# Which anti pull harness



## creaky (Nov 5, 2012)

Hi
Rosie will walk and heal when she wants to but if she is excited or wants to go in a different direction to me then she pulls like mad, usually with front paws in the air.
I just wondered if anyone could recommend an anti pull harness.
I will be training her as well but a harness will help, especially when my 8 yr old daughter is walking with her.
Thanks
Angie


----------



## Hfd (Aug 19, 2011)

We tried the gencon harness but Billy didn't like having it around his nose. The Halti harness does a good job and just goes around the chest then you clip your lead on the back. Always use it when my kids are walking him so he doesn't pull too much.


----------



## tessybear (May 1, 2011)

Mine pull on their leads but never on an ordinary harness. Have you tried one of those first?


----------



## jane13 (Mar 17, 2012)

I use 'Happy at Heel' harness from Pure Dog Listener. It was recommended to me by a another Cockapoo owner. I couldnt believe the difference it made straight away. Buddy is 1 now and I have just purchased the next size harness. I ordered it on line-for £20 you get a harness, lead and dvd. It is money well spent!


----------



## Lottalove (Feb 24, 2013)

*Anti-pull harness*

Personally, I really like the Premier 'Easy Walk' harness. 

I have tried the 'Happy at hee' but I am not keen that you have to thread the lead through the harness (fiddly after a muddy walk!) and also that you can only walk with your dog on the same side all the time. The 'Happy at heel' is also quite heavy and the lead very long with a heavy clasp. 

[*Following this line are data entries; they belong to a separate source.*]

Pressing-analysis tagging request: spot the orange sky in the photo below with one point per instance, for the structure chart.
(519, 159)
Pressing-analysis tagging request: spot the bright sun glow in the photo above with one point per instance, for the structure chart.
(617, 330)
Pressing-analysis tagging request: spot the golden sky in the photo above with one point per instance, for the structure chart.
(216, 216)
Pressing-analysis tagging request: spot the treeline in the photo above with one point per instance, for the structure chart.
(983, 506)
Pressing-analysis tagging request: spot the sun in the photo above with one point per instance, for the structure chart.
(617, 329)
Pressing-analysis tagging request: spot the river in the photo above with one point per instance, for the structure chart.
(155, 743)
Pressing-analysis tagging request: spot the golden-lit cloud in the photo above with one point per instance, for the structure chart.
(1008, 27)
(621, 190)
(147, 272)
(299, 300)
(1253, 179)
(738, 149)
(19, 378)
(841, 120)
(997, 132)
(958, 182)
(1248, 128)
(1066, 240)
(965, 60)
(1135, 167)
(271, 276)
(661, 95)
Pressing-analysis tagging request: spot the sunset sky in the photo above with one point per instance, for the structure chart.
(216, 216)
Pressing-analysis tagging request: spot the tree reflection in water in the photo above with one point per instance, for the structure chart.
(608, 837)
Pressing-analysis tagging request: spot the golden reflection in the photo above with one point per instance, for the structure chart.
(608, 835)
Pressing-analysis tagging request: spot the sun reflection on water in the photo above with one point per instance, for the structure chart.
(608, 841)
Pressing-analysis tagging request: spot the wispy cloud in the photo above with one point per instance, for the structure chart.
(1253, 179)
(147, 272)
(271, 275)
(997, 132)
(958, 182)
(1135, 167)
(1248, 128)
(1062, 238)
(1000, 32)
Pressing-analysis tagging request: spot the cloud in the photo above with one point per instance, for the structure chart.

The 'Easy Walk' is lighter in weight, you can walk either side of your dog and IT WORKS! Lotta walks beautifully on the 'Easy Walk'. We had the small size when she was a puppy and have just bought the small/medium size which is a perfect fit for her. It does need to fit well as it needs to be quite snug and tight to work. Walking is now a pleasure again.


----------